Split - Split the column based on a user-specified
Delimiter
. The Tool will automatically name the resultant columns asoriginal_column_name_split_{i}
, wherei
goes from0
to the total number of resultant columns.Format Display - Use standard Python string formatting to format the columns values, where
{ }
represents the current value.
- Demote Header to Row - Move the values currently contained in the column headers into top row of the table data. The new column headers will be set to integer values over the range of columns.
- Insert Column - Insert a column to the left of the clicked column using the supplied Python expression (see Entering Expressions).
You can also sort a column’s values (independently of other columns) by clicking on the up-down sort indicator arrows to the far right side of a column header. Clicking on the up triangle will sort the values in ascending order and clicking on the down triangle will sort in descending order. Clicking on an already sorted column will toggle between ascending and descending sort order.
Sorting also preserves any existing order in the DataFrame.
Each sort action is registered as a single command, so the user should remove any unnecessary sort commands in the history because they can be computationally expensive for large data sets. In the same manner, to undo the sorting on a column the user can use the Undo action (CTRL/CMD-Z) or delete the command from the history.
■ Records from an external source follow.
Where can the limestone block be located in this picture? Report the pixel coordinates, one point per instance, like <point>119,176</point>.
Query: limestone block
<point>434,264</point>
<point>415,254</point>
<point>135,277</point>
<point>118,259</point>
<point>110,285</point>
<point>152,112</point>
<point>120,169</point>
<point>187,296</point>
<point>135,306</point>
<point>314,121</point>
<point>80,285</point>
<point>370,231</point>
Note that changing the value of a cell in a sorted column will remove the sort indicator.
Entering Expressions¶
When performing certain commands, like Insert Column, the user is prompted to
enter an expression to be used when populating new fields. The expression has
to be a valid Python expression and can use column names as variables in the
expression. If the column name is not a valid Python identifier
(e.g., contains a space or starts with a number), it can be referenced as
"$column name here"
. Some examples:
- Enter all zeros:
= 0
- Repeated string:
= "Texas"
- Datetimes:
= datetime.date(2015, 10, 21)
- All random numbers:
= np.random.randn(<number of rows in table>)
- Use other columns:
= abs(OFFSET_COL)
or=abs("$Column A")
Vectorized String Methods
Because the Data Import Tool is built on top of Pandas, we can use vector string methods to manipulate column data. For example, together with Transform Menu Commands, we can:
- Convert all entries in column to lower case using
= {"$Column A"}.str.lower()
- Strip leading or trailing white spaces using
= {"$Column A"}.str.strip()
- Replace an underscore with a whitespace using
= {"$Column A"}.str.replace('_',' ')
For more information, we refer you to the Vectorized String Methods and Working with Text Data sections of the Pandas Documentation.
Command History¶
Commands in the command history can be enabled, disabled, or removed. These operations can be done to a command at any point in the history and the other commands in the history will be reverted and re-executed accordingly to ensure that all commands are performed correctly within certain limitations. For example, disabling or deleting a command that inserts a new column, on which a subsequent command depends on, will prevent that subsequent command for being applied successfully. The user will see that such failed commands are highlighted in red.